I’ve been experimented with making AI-generated comics that tell a day-in-the-life story of an individual wild animal, based on its tracking data. To do this, I have to take a given dataset and turn a day of data into a comic script – for starters, I’ve been constraining myself to a single page. The datasets I find most compelling have sensing data beyond basic GPS position – like information about the ambient environment around an animal, or the animal’s internal state via its blood pressure/heart rate.
The data I’m working with now comes from developing relationships with researchers and asking for it, but my spidey sense says that there’s a lot of tracking data out there following a lot of species, and no one group actually knows how many animals are being tracked, let alone where the raw data is. My back-of-ye-envelope calculation says there are about 170,000 individual animals, across all taxa, that are being tracked right now, but the error bars on that number are pretty big. I’m curious if anybody has a better number for how many animals are currently being tracked, and if there is any one central location for the data, ideally with API access. For that matter, all the data I’m seeing follows a custom data format unique to the tracking hardware. Has anyone made a standard, extensible format for wildlife tracking data?
Hi, I am adding a little bit to this, even tho it’s quite late.
I have been making animal trackers and working with some of the people behind movebank.
It is most certainly the reference for open animal data, as many many scientists use this to save their data. Manufacturers themselves use Movebank now either as a fallback or as the main way to deliver data to their clients. That being said, a lot of animal data, especially in Africa, is being kept private as it would be a threat to many spieces that are actively endengered or poached.

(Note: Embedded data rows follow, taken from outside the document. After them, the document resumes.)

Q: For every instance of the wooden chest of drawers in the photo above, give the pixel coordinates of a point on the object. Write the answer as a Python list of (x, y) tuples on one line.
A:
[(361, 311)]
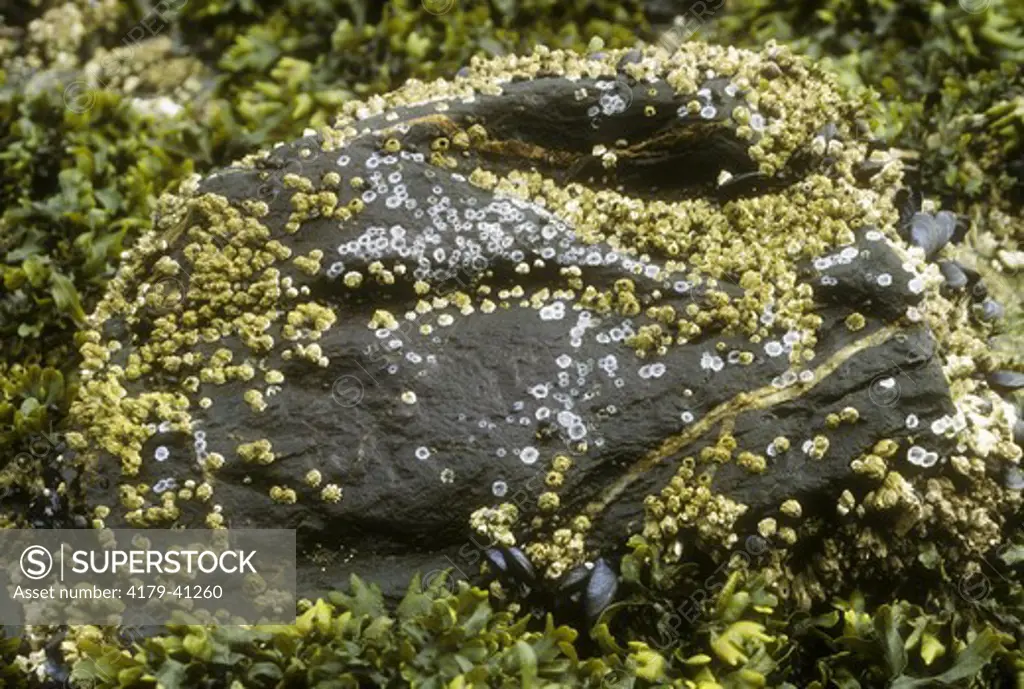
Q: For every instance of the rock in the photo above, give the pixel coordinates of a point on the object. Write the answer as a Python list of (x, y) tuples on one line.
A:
[(512, 309)]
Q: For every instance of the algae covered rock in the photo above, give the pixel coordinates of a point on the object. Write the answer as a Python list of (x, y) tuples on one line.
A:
[(552, 303)]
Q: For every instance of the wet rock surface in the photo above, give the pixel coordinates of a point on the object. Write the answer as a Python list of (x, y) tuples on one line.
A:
[(515, 308)]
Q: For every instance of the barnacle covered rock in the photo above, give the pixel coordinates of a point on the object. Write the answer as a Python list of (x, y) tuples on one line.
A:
[(556, 301)]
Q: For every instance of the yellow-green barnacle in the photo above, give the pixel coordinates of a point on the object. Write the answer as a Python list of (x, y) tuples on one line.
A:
[(819, 445), (871, 466), (215, 520), (855, 321), (383, 318), (294, 181), (754, 463), (309, 264), (653, 507), (259, 451), (255, 400), (787, 534), (548, 502), (331, 493), (845, 504), (886, 448), (204, 491), (792, 508), (283, 494), (213, 462)]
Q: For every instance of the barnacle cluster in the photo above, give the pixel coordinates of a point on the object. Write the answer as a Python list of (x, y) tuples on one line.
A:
[(420, 214)]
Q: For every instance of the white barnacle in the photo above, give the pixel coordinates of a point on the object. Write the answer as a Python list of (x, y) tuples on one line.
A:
[(915, 455)]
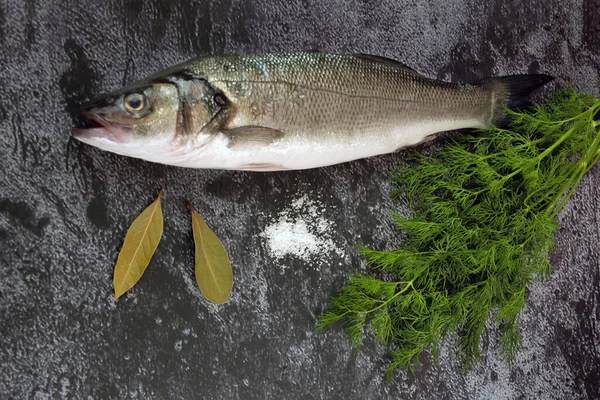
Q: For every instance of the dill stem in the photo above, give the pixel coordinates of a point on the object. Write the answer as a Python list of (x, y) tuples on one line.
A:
[(408, 284), (585, 163)]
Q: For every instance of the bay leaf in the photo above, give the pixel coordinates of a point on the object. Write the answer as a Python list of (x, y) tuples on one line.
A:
[(140, 244), (213, 267)]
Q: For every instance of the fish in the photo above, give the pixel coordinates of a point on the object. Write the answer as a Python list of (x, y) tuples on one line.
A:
[(290, 110)]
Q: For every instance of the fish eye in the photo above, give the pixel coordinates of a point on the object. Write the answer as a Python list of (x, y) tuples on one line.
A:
[(134, 102)]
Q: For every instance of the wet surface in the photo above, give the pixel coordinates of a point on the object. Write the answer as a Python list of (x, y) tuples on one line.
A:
[(65, 207)]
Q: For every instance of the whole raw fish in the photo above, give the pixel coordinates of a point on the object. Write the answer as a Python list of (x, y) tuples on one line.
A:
[(283, 111)]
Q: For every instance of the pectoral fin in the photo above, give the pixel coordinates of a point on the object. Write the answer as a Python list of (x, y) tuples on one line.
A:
[(252, 135)]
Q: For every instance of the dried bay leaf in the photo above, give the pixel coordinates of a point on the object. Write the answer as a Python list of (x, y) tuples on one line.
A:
[(213, 267), (140, 243)]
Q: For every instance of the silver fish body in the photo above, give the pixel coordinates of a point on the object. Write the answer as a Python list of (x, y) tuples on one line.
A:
[(290, 111)]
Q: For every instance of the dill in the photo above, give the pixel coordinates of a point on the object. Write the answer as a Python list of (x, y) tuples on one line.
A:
[(483, 217)]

For the use of environnemental and health data, I think the first one is very controversial as the temperature sensor on trackers very rarely reflects actual outdoor temps, more often a mixture between the hardware heating up, the animal body and the air. Unless the sensor is very purposefuly designed and placed to monitor air temperature, it won’t really mean too much. We have seen many birds flying at very high altitudes (multiple kms) with temps around 20C due to presumably animal body temperature and tech generating heat as well. For the latter, I am not sure movebank even supports those data formats as they are very specific and often depends on manufacturer. You could have more luck going trough papers that use these technologies and kindly request to access part of the data.